=======================================================
Visions and ideas for further development of the py lib
=======================================================

.. contents::
.. sectnum::

This document tries to describe directions and guiding ideas
for the near-future development of the py lib.  *Note that all
statements within this document - even if they sound factual -
mostly just express thoughts and ideas. They not always refer to 
real code so read with some caution.  This is not a reference guide
(tm).
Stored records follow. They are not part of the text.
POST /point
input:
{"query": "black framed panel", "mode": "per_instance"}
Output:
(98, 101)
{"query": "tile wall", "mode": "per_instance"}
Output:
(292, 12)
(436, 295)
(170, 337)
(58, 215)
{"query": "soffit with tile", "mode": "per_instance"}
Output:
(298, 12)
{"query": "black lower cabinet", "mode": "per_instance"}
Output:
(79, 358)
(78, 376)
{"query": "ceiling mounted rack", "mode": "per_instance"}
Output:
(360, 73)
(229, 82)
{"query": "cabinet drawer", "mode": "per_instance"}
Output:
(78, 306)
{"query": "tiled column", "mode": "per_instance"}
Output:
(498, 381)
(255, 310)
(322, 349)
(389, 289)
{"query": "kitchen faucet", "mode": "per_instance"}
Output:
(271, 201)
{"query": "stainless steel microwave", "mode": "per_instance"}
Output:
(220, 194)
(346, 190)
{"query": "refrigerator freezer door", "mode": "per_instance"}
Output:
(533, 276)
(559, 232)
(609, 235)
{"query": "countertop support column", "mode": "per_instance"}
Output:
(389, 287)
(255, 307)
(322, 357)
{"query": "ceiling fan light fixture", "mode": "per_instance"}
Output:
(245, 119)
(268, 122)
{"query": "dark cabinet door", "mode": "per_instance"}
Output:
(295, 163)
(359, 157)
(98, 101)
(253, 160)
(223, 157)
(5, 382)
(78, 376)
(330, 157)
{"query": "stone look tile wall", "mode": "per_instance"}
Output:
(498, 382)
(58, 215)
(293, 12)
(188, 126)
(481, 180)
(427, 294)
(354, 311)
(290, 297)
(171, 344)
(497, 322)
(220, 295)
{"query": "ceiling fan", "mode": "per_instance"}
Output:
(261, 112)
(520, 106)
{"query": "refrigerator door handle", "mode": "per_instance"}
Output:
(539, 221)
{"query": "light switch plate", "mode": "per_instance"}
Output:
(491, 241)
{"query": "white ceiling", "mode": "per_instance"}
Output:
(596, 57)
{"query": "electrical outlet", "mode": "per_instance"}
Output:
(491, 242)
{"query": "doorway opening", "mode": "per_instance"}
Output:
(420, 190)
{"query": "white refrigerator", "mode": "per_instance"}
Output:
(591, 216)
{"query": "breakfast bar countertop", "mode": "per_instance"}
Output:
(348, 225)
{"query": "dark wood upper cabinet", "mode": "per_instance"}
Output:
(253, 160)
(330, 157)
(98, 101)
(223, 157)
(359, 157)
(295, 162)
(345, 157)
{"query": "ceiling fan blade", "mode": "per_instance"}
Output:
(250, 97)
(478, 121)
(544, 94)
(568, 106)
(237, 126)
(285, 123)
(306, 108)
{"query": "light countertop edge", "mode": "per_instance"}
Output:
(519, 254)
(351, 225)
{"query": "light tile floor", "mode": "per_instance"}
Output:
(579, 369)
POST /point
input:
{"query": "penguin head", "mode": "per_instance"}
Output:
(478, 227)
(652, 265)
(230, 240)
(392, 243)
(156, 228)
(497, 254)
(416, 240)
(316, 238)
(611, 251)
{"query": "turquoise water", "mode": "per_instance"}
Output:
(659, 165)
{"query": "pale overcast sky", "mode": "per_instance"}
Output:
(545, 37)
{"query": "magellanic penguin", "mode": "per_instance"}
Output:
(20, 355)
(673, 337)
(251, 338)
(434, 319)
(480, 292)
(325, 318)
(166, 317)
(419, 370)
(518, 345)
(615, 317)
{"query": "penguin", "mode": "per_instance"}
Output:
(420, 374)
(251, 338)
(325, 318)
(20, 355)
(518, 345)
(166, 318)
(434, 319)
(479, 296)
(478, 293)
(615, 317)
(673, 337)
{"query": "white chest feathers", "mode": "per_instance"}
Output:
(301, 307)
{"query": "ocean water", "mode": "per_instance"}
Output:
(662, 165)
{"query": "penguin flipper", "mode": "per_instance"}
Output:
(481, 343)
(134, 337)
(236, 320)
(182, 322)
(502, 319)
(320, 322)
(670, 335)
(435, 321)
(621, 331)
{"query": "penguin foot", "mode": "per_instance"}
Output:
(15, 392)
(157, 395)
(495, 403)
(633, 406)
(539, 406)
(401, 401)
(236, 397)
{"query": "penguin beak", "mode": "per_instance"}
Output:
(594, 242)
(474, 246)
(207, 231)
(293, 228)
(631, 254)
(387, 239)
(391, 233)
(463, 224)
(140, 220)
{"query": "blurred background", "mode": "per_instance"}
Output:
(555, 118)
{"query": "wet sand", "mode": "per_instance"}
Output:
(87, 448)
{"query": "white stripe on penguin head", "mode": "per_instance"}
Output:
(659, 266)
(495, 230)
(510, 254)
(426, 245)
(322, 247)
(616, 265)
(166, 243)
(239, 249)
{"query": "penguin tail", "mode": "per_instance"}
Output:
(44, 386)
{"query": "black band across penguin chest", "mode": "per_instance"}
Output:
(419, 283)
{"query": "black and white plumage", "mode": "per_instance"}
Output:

Moreover, the order in which appear here in the file does 
not reflect the order in which they may be implemented.* 

.. _`general-path`: 
.. _`a more general view on path objects`:

A more general view on ``py.path`` objects 
==========================================

Seen from a more general persective, the current ``py.path.extpy`` path 
offers a way to go from a file to the structured content of 
a file, namely a python object.  The ``extpy`` path retains some
common ``path`` operations and semantics but offers additional
methods, e.g. ``resolve()`` gets you a true python object.   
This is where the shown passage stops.